Nel documento processuale contenente l' accertamento tecnico richiesto dall'accusa e in cui sono quantificati i danni prodotti dai reati contestati, si legge che l'immissione nell’aria di quantità considerevoli di sostanze dannose per l’organismo e per l’ambiente (diossido di azoto, anidride solforosa, acido cloridrico, benzene, diossine) ha reso impossibile il pascolo sui terreni nel raggio di 20 km dall’impianto, il che diviene un serio ostacolo per la crescita agricola della zona.

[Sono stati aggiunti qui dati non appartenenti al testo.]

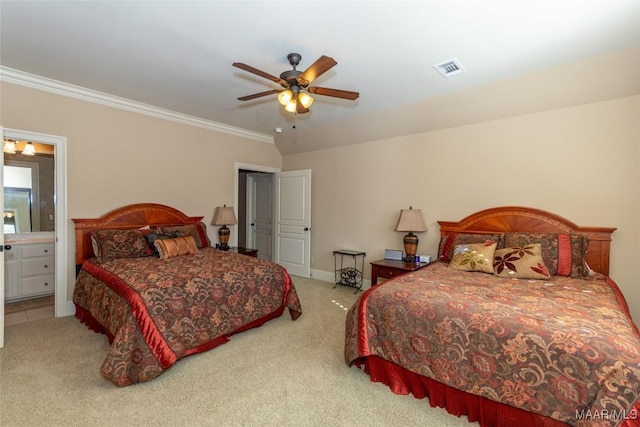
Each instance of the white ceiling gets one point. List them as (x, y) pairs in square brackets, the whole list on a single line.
[(177, 55)]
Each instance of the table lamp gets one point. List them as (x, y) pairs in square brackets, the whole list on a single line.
[(224, 216), (411, 220)]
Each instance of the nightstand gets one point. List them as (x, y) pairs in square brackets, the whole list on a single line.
[(388, 269), (244, 251)]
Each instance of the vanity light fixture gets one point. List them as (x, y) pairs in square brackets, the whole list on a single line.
[(9, 146), (29, 149)]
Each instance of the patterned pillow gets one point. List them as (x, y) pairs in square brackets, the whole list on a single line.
[(474, 257), (114, 244), (198, 231), (447, 243), (153, 236), (548, 244), (525, 262), (573, 247), (178, 246), (563, 254)]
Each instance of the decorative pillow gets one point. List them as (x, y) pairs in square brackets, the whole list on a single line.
[(563, 254), (474, 257), (178, 246), (114, 244), (548, 244), (198, 231), (447, 243), (154, 235), (520, 263), (572, 250)]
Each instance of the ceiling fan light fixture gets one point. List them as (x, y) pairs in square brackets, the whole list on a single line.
[(305, 99), (285, 97), (291, 106)]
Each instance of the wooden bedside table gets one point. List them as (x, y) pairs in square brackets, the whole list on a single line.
[(388, 269), (244, 251)]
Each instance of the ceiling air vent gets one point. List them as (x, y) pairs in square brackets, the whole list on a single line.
[(449, 68)]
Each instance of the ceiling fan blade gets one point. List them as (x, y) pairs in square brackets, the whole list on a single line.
[(300, 108), (315, 70), (260, 73), (336, 93), (258, 95)]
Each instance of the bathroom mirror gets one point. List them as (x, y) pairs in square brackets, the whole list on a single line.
[(17, 210)]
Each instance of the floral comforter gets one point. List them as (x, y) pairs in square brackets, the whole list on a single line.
[(156, 311), (563, 348)]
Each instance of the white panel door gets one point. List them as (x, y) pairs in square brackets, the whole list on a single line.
[(293, 222), (260, 208)]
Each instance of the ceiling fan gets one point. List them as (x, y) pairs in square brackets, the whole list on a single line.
[(295, 95)]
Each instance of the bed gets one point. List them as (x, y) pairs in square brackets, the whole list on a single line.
[(157, 308), (550, 343)]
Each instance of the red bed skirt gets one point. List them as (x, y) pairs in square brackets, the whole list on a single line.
[(476, 408)]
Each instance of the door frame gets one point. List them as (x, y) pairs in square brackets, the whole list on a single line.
[(61, 235), (236, 187)]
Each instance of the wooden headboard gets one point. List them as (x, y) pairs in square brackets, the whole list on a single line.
[(127, 217), (529, 220)]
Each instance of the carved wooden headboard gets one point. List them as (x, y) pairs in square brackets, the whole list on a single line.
[(530, 220), (127, 217)]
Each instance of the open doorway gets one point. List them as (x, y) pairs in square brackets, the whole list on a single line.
[(29, 230), (255, 212), (63, 307), (244, 233)]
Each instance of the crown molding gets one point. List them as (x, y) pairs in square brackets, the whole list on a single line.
[(33, 81)]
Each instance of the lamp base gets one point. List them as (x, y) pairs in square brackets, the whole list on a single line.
[(223, 235), (410, 247)]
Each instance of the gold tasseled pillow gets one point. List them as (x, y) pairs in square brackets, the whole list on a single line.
[(474, 257), (178, 246)]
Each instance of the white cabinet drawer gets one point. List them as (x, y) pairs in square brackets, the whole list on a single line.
[(37, 266), (38, 285), (30, 251), (13, 253)]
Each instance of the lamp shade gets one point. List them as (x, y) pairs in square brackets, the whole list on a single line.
[(224, 216), (411, 220)]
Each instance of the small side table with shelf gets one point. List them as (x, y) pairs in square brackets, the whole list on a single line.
[(349, 275)]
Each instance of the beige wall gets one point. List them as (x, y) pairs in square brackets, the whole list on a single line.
[(582, 163), (116, 157)]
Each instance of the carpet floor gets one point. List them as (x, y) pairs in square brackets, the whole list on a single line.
[(284, 373)]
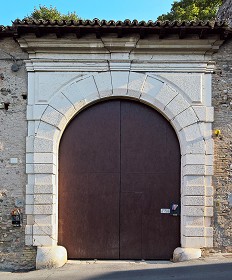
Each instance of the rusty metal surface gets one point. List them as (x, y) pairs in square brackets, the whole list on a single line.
[(119, 164)]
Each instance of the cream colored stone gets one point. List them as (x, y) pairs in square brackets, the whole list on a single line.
[(200, 112), (193, 200), (35, 112), (185, 118), (28, 230), (194, 231), (45, 219), (209, 191), (194, 190), (209, 231), (104, 84), (135, 84), (53, 117), (40, 168), (209, 147), (42, 145), (193, 221), (194, 169), (82, 92), (29, 189), (29, 199), (43, 230), (44, 179), (44, 209), (209, 242), (194, 180), (194, 159), (120, 82), (209, 201), (193, 147), (192, 133), (194, 211), (177, 105), (44, 198), (29, 209), (44, 240), (41, 158), (61, 103), (208, 211), (48, 131), (189, 83), (50, 257), (28, 240), (186, 254), (154, 93)]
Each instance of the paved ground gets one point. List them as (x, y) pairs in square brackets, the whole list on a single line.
[(213, 268)]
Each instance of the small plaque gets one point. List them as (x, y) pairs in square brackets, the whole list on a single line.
[(164, 211)]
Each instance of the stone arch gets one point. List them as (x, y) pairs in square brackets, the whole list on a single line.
[(147, 88)]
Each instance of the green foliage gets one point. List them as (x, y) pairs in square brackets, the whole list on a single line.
[(192, 10), (50, 13)]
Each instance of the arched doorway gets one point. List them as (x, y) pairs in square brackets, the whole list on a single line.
[(119, 165)]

Nei sette anni precedenti l'apertura del fascicolo, sono state calcolate, nel medesimo raggio chilometrico, un totale di 11.550 morti per cause cardiovascolari e respiratorie e un totale di 26.999 ricoveri per cause cardiache, respiratorie e cerebrovascolari.

Se queste conseguenze, pur immediatamente percepibili come gravi ed ingenti, non incidono direttamente sui guadagni del gruppo industriale, si pensi invece ai danni che la società, invece, si è trovata a sopportare per l'avvio del processo amministrativo volto ad accertare la responsabilità d'impresa per i reati commessi dai suoi vertici: la chiusura temporanea degli stabilimenti, fornitori e clienti sull'orlo della chiusura delle loro attività, l'ipotesi di commissariamento dell'azienda.

Proprio ieri, con gran sollievo dei 1.400 lavoratori lasciati a casa 17 giorni fa, è stato decretato il riavvio degli impianti e la ripresa graduale delle attività degli stabilimenti. Tuttavia, è indubbio che la paralisi dell'attività produttiva generata dall'attività di accertamento dell'autorità giudiziaria abbia comportato un'inestimabile perdita al gruppo Riva, sia in termini strettamente economici che in termine di immagine, senza contare che la faccenda è ancora lontana da un epilogo.